Gözlerini dervişin yüzünden ayırmayan melike:
-Sus!, demiş. Ondan daha talihli insan var mı? Asıl bahtiyar, bir ömür boyunca hasretini çektiği şeye kavuşan değil, ona erişeceğini anladığı anda, saadetinin en yüksek noktasında bir ‘Ah!’ diyerek düşüp ölebilendir.” (Bir Aşk Masalı, Sırça Köşk, 1947)

“Hapishane ve yalnızlık beni maziye ve hatıralara çok bağladı. Saatlerce bir köşede oturup ömrümün muhtelif safhalarını bir film gibi gözlerimin önünden geçiriyorum. Hem de sisli bir film gibi: Çünkü bu muhtelif levhalar gözümün önünden geçerken dudaklarım eski ve yeni birçok şarkılar mırıldanıyor. Zaten eski hatıraların dimağımda canlanmasını temin eden bu şarkılardır. Bunlar bana birçok zamanları, birçok yerleri, birçok şahısları hatırlatırlar.” (6 Temmuz 1933) (İki Gözüm Ayşe, 2005)

“Etrafın seni sıktığı zaman kitap oku… Ben şimdiye kadar herşeyden çok kitaplarımı severdim.
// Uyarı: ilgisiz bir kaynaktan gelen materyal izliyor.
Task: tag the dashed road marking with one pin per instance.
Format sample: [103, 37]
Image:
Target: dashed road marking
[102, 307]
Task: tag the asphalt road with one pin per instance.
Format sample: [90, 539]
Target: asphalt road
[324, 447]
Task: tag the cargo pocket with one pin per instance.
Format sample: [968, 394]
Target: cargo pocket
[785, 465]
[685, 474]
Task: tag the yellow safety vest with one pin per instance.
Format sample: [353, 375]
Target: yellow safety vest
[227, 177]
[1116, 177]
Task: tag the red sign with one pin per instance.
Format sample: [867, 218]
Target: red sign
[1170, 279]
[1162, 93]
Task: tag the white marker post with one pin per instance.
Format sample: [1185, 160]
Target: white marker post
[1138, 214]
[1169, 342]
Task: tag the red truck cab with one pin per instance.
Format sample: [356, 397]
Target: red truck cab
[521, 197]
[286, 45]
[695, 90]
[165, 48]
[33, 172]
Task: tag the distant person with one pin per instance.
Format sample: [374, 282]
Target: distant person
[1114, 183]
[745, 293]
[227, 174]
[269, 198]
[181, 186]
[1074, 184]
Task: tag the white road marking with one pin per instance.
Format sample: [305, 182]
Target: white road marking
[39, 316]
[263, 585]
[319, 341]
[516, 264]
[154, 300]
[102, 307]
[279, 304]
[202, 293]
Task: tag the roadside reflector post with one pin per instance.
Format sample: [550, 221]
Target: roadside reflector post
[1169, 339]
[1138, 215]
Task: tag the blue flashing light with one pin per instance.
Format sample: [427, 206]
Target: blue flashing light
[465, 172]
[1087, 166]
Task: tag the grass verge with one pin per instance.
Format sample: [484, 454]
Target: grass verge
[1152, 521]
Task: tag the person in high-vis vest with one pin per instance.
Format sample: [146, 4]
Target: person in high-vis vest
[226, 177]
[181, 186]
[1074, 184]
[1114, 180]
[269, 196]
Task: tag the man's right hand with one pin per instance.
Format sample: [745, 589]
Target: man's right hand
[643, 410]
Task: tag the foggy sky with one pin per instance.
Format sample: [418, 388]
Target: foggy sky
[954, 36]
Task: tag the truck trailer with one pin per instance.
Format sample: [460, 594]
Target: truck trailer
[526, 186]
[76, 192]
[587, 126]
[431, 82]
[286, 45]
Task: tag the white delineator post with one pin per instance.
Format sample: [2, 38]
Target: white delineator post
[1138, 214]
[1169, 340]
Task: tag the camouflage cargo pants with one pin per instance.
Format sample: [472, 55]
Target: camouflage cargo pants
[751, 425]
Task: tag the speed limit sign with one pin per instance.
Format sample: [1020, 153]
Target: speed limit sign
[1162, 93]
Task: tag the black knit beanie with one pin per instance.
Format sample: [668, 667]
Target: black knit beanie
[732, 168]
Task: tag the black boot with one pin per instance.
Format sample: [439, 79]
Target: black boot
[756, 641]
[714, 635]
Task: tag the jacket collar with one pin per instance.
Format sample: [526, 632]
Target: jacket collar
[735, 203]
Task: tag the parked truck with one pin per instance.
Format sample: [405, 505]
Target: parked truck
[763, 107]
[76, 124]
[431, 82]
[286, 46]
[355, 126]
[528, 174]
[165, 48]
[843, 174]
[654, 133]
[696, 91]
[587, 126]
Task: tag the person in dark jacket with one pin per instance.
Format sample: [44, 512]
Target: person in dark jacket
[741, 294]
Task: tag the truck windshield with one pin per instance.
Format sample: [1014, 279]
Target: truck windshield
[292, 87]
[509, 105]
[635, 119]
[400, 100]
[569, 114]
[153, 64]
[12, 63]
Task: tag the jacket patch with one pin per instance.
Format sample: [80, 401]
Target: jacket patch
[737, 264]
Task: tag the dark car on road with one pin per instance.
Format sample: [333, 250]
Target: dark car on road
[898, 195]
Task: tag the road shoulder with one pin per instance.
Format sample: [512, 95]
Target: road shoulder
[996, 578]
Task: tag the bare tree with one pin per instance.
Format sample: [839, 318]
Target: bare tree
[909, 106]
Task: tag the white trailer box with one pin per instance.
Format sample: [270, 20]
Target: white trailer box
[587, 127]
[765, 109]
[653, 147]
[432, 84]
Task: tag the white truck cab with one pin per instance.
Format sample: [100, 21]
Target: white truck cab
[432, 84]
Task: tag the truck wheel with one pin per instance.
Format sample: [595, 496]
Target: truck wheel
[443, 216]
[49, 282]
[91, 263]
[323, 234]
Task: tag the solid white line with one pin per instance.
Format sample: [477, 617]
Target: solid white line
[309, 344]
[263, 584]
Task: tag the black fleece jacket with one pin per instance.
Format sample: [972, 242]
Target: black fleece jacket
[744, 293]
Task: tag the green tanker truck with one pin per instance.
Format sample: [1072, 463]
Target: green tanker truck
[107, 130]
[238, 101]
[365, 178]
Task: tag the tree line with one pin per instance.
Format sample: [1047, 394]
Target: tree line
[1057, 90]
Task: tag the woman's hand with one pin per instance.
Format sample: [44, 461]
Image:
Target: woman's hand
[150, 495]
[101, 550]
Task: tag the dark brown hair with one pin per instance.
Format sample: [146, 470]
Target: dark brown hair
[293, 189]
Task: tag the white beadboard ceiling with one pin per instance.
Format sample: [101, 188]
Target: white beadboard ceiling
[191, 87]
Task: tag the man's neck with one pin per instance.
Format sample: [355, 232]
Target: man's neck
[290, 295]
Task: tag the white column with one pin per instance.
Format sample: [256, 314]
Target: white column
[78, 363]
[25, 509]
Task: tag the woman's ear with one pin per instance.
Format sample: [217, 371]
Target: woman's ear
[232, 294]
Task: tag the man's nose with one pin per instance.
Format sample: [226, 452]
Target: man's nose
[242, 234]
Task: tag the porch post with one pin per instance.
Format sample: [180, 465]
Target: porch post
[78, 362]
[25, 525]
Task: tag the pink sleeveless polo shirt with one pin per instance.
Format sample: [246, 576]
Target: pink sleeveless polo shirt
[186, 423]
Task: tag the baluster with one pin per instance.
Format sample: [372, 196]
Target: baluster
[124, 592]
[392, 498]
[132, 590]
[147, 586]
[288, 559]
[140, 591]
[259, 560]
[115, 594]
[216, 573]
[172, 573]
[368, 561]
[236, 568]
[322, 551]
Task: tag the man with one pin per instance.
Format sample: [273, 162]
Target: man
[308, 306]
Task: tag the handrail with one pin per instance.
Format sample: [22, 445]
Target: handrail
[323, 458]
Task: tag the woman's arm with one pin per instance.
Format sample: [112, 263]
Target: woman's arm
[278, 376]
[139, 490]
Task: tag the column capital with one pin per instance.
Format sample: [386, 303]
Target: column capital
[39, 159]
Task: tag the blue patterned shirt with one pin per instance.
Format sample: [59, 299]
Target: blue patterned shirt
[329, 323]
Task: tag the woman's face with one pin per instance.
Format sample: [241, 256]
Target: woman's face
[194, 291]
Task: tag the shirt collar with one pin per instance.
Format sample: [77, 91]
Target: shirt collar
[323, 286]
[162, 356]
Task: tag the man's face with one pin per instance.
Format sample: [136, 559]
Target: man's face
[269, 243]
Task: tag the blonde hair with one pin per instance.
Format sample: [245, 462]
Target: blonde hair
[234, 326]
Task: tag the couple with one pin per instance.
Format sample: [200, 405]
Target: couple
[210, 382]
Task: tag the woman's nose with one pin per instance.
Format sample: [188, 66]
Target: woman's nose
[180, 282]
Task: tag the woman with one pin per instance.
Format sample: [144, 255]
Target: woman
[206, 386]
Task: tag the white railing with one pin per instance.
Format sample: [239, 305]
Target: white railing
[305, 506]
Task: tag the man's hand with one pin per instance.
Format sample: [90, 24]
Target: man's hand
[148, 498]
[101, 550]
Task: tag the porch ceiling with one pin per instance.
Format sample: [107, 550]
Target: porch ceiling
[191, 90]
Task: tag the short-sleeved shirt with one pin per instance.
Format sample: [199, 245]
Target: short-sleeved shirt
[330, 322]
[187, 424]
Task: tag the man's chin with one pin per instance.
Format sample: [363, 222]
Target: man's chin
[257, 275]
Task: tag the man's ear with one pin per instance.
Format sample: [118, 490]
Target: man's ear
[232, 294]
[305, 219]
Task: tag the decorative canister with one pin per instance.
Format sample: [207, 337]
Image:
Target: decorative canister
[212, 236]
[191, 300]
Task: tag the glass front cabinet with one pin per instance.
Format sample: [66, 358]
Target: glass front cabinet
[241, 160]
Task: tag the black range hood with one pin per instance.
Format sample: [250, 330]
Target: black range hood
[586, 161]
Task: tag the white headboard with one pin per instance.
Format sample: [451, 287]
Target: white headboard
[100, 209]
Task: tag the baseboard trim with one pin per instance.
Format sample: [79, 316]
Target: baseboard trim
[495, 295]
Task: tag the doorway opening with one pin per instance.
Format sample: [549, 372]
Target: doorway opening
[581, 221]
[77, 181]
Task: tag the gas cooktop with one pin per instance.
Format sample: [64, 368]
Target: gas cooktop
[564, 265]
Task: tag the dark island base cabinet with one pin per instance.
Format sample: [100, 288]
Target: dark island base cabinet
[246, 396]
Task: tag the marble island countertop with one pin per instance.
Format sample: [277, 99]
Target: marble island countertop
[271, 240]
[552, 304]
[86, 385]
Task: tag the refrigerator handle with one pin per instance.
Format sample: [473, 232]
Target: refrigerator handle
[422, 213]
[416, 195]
Bundan sonra her şeyden çok seveceğim ve kitapları beraber seveceğiz. İnsan muhitin bayağı, manasız, soğuk tesirleriden kurtulmak istediği zaman yalnız okumak fayda verir. Bana en felaketli günlerimde kitaplarım arkadaş olmuştu. Fakat bu yetmiyor. Şiirlerimde de gördün ki kitaplara rağmen çok ıstırap çektim. Çünkü candan bir insanım yoktu. Sen benim yarım kalan tarafımı ikmal edeceksin.” (25 Mart 1935) (Canım Aliye, Ruhum Filiz, 2014)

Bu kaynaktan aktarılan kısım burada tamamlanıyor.